La CCIAA di Roma sostiene gli investimenti per l’adozione di tecnologie e strumenti digitali nella propria realtà aziendale e produttiva.

BENEFICIARI

I beneficiari sono le micro, piccole e medie imprese, di tutti i settori economici, con sede legale o unità locale iscritta al Registro delle Imprese della CCIAA di Roma.

INTERVENTI

Gli interventi ammissibili devono avere ad oggetto progetti di innovazione e trasformazione digitale relativamente a uno o più degli ambiti tecnologici sottoindicati.

Gli ambiti tecnologici di innovazione digitale devono riguardare almeno una tecnologia dell’Elenco 1, a cui può essere aggiunta una o più tecnologie di cui all’Elenco 2, purché propedeutica a quella principale.

Elenco 1:

  1. robotica avanzata e collaborativa;
  2. interfaccia uomo-macchina;
  3. manifattura additiva e stampa 3D;
  4. prototipazione rapida;
  5. internet delle cose e delle macchine;
  6. cloud, fog e quantum computing;
  7. cyber security e business continuity;
  8. big data e analytics;
  9. intelligenza artificiale;
  10. blockchain;
  11. soluzioni tecnologiche per la navigazione immersiva, interattiva e partecipativa;
  12. simulazione e sistemi cyberfisici;
  13. integrazione verticale e orizzontale;
  14. soluzioni tecnologiche digitali di filiera per l’ottimizzazione della supply chain;
  15. soluzioni tecnologiche per la gestione e il coordinamento dei processi aziendali con elevate caratteristiche di integrazione delle attività;
  16. sistemi di e-commerce;
  17. sistemi per lo smart working e il telelavoro;
  18. soluzioni tecnologiche digitali per l’automazione del sistema produttivo e di vendita per favorire forme di distanziamento sociale dettate dalle misure di contenimento legate all’emergenza sanitaria da Covid-19;
  19. connettività a banda ultralarga.

Elenco 2:

  • sistemi di pagamento mobile o via internet;
  • sistemi fintech;
  • sistemi EDI, electronic data interchange;
  • geolocalizzazione;
  • tecnologie per l’in-store customer experience;
  • system integration applicata all’automazione dei processi;
  • tecnologie della Next Production Revolution (NPR).

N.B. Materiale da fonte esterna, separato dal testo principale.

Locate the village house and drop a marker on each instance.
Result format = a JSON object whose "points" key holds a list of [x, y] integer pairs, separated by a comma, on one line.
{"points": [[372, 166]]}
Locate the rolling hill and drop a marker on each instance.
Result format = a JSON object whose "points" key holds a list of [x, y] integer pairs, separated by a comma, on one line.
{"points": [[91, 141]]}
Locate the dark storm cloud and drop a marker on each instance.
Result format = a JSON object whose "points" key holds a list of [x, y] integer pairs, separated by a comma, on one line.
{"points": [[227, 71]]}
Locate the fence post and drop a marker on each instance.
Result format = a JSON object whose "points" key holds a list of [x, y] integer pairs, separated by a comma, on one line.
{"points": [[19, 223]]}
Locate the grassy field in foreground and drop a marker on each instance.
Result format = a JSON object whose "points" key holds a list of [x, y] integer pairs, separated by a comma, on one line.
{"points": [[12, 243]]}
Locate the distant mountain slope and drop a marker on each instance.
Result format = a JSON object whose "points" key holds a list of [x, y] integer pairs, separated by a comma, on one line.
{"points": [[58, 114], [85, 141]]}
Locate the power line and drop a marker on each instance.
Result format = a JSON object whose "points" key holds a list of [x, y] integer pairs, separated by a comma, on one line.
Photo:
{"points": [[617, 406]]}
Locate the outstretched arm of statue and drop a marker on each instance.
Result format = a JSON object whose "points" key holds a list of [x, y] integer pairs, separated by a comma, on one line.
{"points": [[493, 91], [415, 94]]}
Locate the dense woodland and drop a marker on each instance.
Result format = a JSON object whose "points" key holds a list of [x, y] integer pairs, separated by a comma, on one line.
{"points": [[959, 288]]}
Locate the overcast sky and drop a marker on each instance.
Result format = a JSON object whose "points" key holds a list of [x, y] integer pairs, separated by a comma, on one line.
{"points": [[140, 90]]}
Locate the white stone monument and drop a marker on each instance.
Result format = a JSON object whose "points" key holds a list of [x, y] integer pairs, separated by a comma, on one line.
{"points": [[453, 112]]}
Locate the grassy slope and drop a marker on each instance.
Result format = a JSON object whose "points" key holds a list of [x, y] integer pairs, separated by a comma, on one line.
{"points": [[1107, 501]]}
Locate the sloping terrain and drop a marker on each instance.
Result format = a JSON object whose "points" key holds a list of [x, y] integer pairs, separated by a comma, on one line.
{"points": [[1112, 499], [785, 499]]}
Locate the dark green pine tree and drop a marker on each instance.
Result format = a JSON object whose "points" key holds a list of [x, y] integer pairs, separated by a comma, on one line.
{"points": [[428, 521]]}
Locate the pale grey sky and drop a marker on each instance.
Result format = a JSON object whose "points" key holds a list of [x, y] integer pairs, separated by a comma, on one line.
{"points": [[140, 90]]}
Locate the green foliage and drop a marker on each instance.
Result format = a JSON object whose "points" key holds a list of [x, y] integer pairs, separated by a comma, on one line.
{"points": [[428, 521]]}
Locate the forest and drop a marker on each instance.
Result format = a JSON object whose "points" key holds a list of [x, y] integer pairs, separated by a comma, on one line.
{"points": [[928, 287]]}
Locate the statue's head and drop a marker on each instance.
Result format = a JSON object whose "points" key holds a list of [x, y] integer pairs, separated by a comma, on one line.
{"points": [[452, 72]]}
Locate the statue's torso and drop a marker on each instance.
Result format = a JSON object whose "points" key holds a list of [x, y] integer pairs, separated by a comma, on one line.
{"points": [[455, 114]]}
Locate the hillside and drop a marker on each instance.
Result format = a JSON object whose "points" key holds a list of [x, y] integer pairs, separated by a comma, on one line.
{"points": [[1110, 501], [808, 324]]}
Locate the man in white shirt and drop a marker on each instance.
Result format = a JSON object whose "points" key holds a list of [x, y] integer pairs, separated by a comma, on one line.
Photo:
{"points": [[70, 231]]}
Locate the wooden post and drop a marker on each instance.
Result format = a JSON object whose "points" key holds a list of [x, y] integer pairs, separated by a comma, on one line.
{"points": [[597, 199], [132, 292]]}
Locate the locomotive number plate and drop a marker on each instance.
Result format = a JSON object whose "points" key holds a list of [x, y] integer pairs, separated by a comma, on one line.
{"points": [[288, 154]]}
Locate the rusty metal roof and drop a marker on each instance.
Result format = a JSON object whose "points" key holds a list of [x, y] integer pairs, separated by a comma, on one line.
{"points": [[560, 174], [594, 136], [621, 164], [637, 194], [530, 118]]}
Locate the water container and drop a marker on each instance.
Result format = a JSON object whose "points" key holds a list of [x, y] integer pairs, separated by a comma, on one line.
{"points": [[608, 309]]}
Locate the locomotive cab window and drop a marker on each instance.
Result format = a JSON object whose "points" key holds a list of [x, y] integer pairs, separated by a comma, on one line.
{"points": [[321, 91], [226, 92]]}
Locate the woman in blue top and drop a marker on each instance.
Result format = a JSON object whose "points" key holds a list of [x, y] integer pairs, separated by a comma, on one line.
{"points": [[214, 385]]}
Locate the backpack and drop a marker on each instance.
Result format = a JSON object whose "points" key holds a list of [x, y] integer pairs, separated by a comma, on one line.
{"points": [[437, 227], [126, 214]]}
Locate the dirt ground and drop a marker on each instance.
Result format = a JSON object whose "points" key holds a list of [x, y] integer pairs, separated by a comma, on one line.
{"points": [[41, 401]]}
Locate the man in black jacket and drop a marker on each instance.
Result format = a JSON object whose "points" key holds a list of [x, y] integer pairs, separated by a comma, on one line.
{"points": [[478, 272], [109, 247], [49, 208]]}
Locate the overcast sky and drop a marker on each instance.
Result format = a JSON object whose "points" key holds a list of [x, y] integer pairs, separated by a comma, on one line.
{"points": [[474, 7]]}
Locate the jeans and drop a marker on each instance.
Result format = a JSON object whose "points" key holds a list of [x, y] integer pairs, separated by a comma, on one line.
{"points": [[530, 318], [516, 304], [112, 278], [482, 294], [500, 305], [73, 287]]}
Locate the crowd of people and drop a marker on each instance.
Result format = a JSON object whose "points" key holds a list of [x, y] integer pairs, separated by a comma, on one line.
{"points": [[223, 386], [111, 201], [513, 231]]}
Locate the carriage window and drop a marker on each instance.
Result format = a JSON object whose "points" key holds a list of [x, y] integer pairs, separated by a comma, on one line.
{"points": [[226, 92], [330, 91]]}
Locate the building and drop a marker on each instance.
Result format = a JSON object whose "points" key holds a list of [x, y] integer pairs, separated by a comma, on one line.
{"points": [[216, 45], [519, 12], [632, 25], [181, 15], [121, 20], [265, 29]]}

L’intervento deve avere un valore complessivo pari o superiore ad € 3.000,00.

SPESE AMMISSIBILI

Sono ammissibili le spese per l’acquisto di beni e servizi strumentali, inclusi dispositivi e spese di connessione, funzionali all’acquisizione delle tecnologie abilitanti, nonchè spese per servizi di consulenza e formazione.

NATURA DELL’AGEVOLAZIONE

L’agevolazione assume la forma di un contributo a fondo perduto (voucher), la cui intensità è pari al 70% delle spese ammissibili, fino ad un massimo di € 10.000,00.

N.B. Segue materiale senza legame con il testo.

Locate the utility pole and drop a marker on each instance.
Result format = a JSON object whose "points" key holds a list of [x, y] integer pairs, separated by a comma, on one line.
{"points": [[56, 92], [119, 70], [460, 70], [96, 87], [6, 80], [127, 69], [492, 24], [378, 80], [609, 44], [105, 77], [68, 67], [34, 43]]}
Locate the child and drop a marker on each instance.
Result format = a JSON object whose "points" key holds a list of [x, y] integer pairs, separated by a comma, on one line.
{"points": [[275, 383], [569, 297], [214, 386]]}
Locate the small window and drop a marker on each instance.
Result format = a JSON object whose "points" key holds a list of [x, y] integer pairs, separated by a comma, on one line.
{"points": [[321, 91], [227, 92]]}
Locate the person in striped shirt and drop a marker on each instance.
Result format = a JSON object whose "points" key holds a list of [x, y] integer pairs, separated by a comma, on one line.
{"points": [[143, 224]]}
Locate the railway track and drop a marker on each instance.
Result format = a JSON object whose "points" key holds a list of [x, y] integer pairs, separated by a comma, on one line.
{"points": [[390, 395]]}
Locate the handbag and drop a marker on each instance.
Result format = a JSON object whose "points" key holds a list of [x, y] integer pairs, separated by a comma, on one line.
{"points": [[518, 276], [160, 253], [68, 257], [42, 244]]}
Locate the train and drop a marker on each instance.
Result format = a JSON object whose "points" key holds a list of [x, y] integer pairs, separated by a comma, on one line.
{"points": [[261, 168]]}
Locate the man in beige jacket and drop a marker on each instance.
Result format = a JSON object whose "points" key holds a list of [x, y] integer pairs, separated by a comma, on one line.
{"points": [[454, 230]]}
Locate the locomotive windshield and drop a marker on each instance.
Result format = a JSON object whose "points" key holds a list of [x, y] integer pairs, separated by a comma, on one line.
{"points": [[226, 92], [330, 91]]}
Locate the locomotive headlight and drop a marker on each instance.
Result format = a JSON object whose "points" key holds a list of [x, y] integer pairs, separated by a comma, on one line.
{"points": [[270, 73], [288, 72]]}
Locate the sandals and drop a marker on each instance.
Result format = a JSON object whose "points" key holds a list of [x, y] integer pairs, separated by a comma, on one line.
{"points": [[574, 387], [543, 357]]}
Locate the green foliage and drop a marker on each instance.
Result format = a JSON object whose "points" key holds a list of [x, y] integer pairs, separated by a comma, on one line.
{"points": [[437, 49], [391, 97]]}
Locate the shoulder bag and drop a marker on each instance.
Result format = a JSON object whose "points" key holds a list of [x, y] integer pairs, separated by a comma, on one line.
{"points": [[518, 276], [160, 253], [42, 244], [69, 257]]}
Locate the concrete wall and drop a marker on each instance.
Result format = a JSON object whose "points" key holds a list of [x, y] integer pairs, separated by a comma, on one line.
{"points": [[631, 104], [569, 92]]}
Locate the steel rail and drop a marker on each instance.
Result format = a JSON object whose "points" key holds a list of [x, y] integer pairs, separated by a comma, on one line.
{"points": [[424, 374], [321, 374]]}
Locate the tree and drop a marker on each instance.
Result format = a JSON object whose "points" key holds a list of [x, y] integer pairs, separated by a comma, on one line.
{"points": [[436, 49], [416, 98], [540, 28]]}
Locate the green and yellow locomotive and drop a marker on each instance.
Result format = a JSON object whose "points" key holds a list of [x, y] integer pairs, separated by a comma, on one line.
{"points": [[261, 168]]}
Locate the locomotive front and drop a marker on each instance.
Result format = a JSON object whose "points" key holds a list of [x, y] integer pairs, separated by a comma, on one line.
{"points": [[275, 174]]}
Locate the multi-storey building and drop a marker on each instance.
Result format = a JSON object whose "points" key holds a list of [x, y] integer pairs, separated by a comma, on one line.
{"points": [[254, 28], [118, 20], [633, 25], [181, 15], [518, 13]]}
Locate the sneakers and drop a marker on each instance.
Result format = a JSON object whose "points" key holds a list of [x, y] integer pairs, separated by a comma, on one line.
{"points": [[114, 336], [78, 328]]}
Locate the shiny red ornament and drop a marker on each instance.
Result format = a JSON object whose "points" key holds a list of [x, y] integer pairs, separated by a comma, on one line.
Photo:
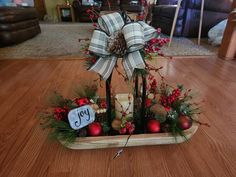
{"points": [[95, 129], [123, 131], [129, 127], [82, 101], [148, 102], [153, 126], [103, 104], [184, 122]]}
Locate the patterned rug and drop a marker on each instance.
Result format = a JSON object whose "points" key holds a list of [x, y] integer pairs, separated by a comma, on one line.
{"points": [[60, 40]]}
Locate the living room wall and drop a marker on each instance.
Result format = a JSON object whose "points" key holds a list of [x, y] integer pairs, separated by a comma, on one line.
{"points": [[51, 9], [52, 12]]}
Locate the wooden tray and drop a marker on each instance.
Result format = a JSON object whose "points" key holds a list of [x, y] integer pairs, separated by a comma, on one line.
{"points": [[135, 140]]}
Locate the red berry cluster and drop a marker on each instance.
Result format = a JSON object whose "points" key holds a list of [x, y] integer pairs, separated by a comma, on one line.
{"points": [[148, 103], [167, 101], [153, 86], [129, 128], [82, 101], [103, 104], [60, 113]]}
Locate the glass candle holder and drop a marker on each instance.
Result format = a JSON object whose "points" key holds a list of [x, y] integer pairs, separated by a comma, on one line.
{"points": [[124, 104]]}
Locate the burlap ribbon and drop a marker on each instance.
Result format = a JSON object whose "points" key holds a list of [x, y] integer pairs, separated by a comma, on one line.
{"points": [[135, 34]]}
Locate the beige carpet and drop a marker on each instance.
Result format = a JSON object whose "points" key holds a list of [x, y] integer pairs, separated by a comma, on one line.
{"points": [[61, 40]]}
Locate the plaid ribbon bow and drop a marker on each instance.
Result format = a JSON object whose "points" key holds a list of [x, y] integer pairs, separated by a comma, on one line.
{"points": [[135, 34]]}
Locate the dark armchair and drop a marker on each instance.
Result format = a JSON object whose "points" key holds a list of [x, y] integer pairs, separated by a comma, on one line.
{"points": [[80, 10], [189, 16]]}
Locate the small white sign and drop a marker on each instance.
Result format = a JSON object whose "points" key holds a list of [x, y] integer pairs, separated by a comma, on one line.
{"points": [[81, 117]]}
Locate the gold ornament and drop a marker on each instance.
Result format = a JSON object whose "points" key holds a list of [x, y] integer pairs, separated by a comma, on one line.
{"points": [[159, 110]]}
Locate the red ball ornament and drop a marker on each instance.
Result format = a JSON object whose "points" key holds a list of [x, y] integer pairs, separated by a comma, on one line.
{"points": [[154, 126], [95, 129], [185, 122]]}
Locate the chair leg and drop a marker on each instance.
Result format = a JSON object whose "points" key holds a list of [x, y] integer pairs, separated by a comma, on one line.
{"points": [[174, 22]]}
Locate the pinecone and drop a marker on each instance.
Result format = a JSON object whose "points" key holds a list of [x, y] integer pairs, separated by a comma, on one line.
{"points": [[117, 44]]}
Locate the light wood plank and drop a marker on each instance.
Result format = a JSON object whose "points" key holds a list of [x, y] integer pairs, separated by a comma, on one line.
{"points": [[26, 151]]}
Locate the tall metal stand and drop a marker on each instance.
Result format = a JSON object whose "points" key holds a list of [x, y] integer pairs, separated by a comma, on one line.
{"points": [[108, 99], [136, 86], [143, 105]]}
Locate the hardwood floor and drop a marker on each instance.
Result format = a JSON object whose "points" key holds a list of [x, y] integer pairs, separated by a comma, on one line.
{"points": [[26, 151]]}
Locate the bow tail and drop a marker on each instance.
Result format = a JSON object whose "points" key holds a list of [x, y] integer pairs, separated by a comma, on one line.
{"points": [[104, 66], [131, 61]]}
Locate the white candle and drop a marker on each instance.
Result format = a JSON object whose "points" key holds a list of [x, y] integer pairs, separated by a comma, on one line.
{"points": [[124, 102]]}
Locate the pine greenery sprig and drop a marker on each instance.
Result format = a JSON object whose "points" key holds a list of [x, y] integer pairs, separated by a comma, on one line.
{"points": [[88, 91]]}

Alle imprese in possesso del rating di legalità verrà riconosciuta una premialità aggiuntiva di € 250,00.

L’agevolazione è cumulabile, per gli stessi costi ammissibili con altri aiuti in regime de minimis e con aiuti in esenzione.

TERMINE

La domanda deve essere presentata entro le ore 14:00 del 31/12/2020.

Le domande verranno esaminate sulla base di una procedura valutativa a sportello.